I'm testing it in test instance with following config:
JVM Heap :2 gb
Also would be helpful if someone could suggest best config setup for below attributes:
currently using defaults,Not sure what could be best batch size and delay to be setup so log processing is fast.
1)If batch size is increased to 1000 events then what should be the batch delay? , not sure how this works.Intention to increase so that events are processed faster.
What other requirements would be needed,like does it require more core or jvm heap size to be increased?
2)For other usecase where data is around 17000 its process all data in 30 min.What is the reason that all processed data of 17000 comes in index together i.e all data is inserted at a time in index and not incremently.
I would like to understand if batch size and delay is not given then its process with default size and delay. what might be the reason that in "index" data is not coming according to batches and if comes then come whole.Really a confusion.

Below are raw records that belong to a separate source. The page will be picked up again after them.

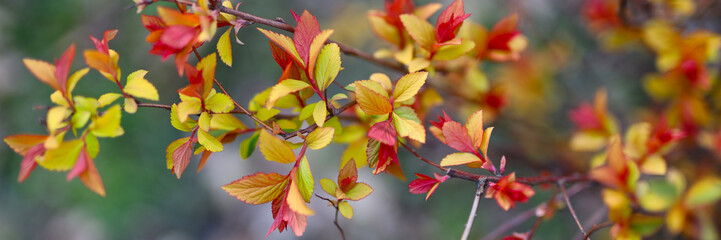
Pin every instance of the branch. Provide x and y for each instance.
(474, 209)
(335, 221)
(596, 228)
(561, 184)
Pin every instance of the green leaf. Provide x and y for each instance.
(705, 191)
(209, 142)
(305, 179)
(327, 66)
(247, 146)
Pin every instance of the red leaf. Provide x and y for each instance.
(306, 29)
(62, 67)
(29, 163)
(181, 157)
(450, 21)
(457, 137)
(383, 132)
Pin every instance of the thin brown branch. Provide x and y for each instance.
(482, 185)
(596, 228)
(335, 221)
(520, 218)
(561, 184)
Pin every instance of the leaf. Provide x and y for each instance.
(461, 158)
(320, 138)
(181, 157)
(383, 132)
(371, 101)
(457, 137)
(409, 128)
(345, 209)
(63, 157)
(475, 128)
(305, 179)
(359, 191)
(275, 149)
(209, 142)
(138, 86)
(258, 188)
(328, 186)
(247, 146)
(408, 86)
(284, 88)
(21, 143)
(108, 98)
(108, 125)
(327, 66)
(225, 49)
(420, 30)
(285, 43)
(320, 113)
(44, 71)
(705, 191)
(219, 103)
(295, 200)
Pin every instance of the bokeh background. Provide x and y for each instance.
(145, 201)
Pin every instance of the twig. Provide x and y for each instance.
(520, 218)
(474, 209)
(561, 184)
(335, 221)
(596, 228)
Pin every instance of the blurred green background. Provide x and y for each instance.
(145, 201)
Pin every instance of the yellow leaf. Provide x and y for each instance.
(63, 157)
(226, 122)
(460, 158)
(209, 142)
(138, 86)
(408, 86)
(43, 71)
(130, 105)
(320, 138)
(258, 188)
(284, 88)
(370, 100)
(359, 191)
(219, 103)
(319, 113)
(284, 42)
(420, 30)
(450, 52)
(588, 141)
(108, 125)
(345, 209)
(108, 98)
(327, 66)
(295, 200)
(409, 128)
(56, 118)
(705, 191)
(418, 64)
(654, 165)
(204, 121)
(275, 149)
(225, 49)
(474, 124)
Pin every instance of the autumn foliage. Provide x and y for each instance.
(636, 166)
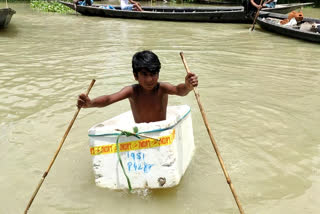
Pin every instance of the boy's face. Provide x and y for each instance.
(147, 80)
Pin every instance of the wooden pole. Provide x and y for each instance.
(256, 16)
(212, 140)
(57, 152)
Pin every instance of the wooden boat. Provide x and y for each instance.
(5, 16)
(147, 163)
(268, 21)
(191, 14)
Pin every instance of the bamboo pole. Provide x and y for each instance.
(256, 16)
(212, 140)
(57, 152)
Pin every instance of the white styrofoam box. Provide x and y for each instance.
(148, 163)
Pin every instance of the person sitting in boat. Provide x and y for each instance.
(148, 98)
(251, 7)
(83, 2)
(133, 6)
(270, 3)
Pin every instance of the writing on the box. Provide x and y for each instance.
(136, 162)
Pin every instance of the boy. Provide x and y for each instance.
(149, 98)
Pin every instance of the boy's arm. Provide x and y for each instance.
(102, 101)
(191, 80)
(134, 2)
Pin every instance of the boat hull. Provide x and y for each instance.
(288, 31)
(5, 16)
(147, 162)
(187, 14)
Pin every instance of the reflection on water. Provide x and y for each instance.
(260, 92)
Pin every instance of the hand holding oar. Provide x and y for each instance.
(257, 14)
(57, 152)
(212, 139)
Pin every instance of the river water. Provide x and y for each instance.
(260, 92)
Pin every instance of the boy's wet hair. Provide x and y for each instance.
(145, 60)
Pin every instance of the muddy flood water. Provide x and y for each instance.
(260, 91)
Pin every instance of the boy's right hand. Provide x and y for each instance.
(83, 101)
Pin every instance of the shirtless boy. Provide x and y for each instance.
(149, 98)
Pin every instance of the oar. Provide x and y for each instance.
(212, 139)
(57, 152)
(257, 14)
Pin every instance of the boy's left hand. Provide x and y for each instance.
(191, 80)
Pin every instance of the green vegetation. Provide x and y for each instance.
(49, 6)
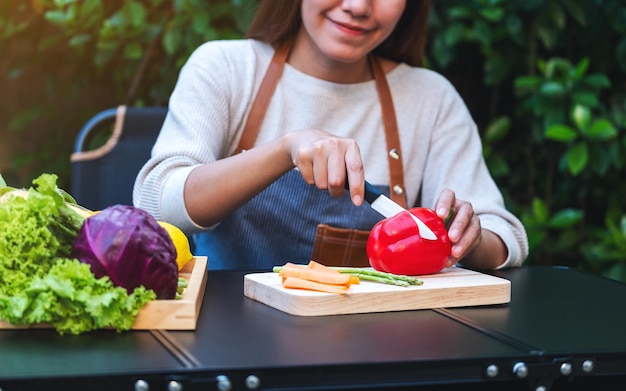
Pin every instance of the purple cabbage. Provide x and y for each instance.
(129, 246)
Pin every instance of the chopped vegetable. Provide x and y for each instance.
(316, 277)
(300, 283)
(129, 246)
(322, 276)
(318, 266)
(381, 277)
(395, 245)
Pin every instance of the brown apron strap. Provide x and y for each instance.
(394, 156)
(266, 90)
(263, 97)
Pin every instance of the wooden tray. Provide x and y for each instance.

3)Does batch_size and batch delay dosent work with persisted queue?
would be interested to know how logstash could be best configured to process events faster and with best optimization.
It might be tc_geometry.cfg is slow, 2 hours around 11000 records is too much for LS, that should be processed inside filter/pipeline in a minute or less. Do you have some logging on .sh side? If you don't have add. Just start, end time per lines, something basic.
At the glance, the json plugin should consume the most time. Others are basic activities.
Increasing memory is useful if you have a large amount data like XML structure with 10-50 000 nodes.
Thanx for yout time to look into this and pointing out the stats plugin.I will add the id and check with logger as u mentioned.The filter plugin seems working fine,and current challenge is in pipeline I've mentioned batch size:1000 and batch delay 200.It dosent seems processing 1000 events .I'm using queue.type:persisted and when changed queue.type:memory then also it dosent pick 1000 events.
As recommended by you will add id and check with stats plugin to check execution time.Its still pending to test.Will keep posted latest outcome
You may have looked into this, curious. Have you verified that your batch size (1000) arrives within your batch delay (per worker thread)? These settings are per pipeline worker thread. What is your pipeline.workers set to?
My speculation is that events may not be generated(source side, input) fast enough (within batch delay) to fill up 1000 events (batch size) per thread. Therefore processing (filter) what ever is available within the batch queue
The same opinion share with Sunile. Without logger inside run_tcs_geometry.sh, it's hard to say.
In general, increasing memory will help only in case of large data. Pipeline reconfiguration is useful when you processing enormous number of messages.
@PRASHANT_MEHTA have you checked the pipeline static? Can you post JSON with customized IDs?